Il avait accordé au Conseil des Gardiens de la Constitution un délai supplémentaire jusqu’au 24 juin pour traiter les plaintes de fraude électorale. Mardi, le Conseil a déclaré qu’il n’annulerait pas l’élection présidentielle car, selon lui, les irrégularités n’ont pas eu un réel impact sur le résultat. Les médias iraniens ont cité à ce sujet Mohsen Rezaie, l’un des candidats aux élections, qui a retiré sa plainte. Cependant, des témoins oculaires signalent que plusieurs partisans du candidat malheureux Mir Hossein Moussavi sont monté sur leurs toits pour crier « Allahu Akbar », l’un des slogans récurrents de sa campagne.

Une vidéo de la page Facebook de Moussavi montre des centaines de conducteurs actionnant leurs klaxons en signe de protestation contre le gouvernement ; des protestations que l’épouse de Moussavi encourage dans son appel à manifester. Elle a également demandé la libération des manifestants arrêtés.

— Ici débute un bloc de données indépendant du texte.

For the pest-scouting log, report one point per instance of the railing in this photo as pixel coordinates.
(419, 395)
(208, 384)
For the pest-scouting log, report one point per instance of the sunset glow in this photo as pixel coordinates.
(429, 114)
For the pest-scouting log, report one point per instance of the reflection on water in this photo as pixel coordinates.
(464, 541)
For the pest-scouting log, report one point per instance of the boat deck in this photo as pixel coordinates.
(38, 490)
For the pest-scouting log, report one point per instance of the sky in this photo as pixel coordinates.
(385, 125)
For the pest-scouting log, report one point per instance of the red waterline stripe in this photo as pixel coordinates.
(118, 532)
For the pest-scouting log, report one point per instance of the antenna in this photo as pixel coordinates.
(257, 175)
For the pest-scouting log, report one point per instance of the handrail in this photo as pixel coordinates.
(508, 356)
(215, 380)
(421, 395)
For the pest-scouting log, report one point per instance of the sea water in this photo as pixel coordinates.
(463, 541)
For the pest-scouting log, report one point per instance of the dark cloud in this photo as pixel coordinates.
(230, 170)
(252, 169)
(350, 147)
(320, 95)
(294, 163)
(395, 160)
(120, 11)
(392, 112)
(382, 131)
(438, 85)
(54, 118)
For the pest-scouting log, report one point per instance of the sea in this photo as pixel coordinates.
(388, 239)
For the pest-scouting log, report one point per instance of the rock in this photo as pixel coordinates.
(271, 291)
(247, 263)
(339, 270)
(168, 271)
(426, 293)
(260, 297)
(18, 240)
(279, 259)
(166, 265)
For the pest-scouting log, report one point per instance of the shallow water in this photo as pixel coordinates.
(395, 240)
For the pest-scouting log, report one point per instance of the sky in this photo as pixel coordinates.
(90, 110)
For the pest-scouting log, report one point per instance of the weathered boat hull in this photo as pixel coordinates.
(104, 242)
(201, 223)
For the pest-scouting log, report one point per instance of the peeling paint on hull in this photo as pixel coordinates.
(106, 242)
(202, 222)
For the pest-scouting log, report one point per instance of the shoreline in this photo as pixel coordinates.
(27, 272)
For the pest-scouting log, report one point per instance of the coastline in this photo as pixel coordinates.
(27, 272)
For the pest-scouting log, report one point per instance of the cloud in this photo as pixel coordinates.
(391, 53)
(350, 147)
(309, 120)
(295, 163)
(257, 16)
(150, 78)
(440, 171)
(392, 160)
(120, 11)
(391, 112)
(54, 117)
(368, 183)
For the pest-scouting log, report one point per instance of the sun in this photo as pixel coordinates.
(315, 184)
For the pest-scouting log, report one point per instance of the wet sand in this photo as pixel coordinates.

Par ailleurs, le quotidien Asharq al Awsat et la chaîne de télévision Al Arabiya signalent des luttes dans les sphères du pouvoir iranien. Selon eux, l’ancien président Akbar Hashemi Rafsanjani tenterait d’évincer l’Ayatollah Khamenei.

Toutefois, selon le professeur Fouad Ajami, de l’Institut Johns Hopkins ici aux Etats-Unis, « l’unité du pouvoir religieux est primordiale pour chacun d’entre eux et « Rafsanjani a assez de finesse pour comprendre qu’une fois la limite franchie, il n’y a pas de retour en arrière possible. » Le professeur Ajami ajoute que le président du parlement iranien, Ali Larijani, pourrait chercher à se positionner entre l'opposition et le président Ahmadinejad.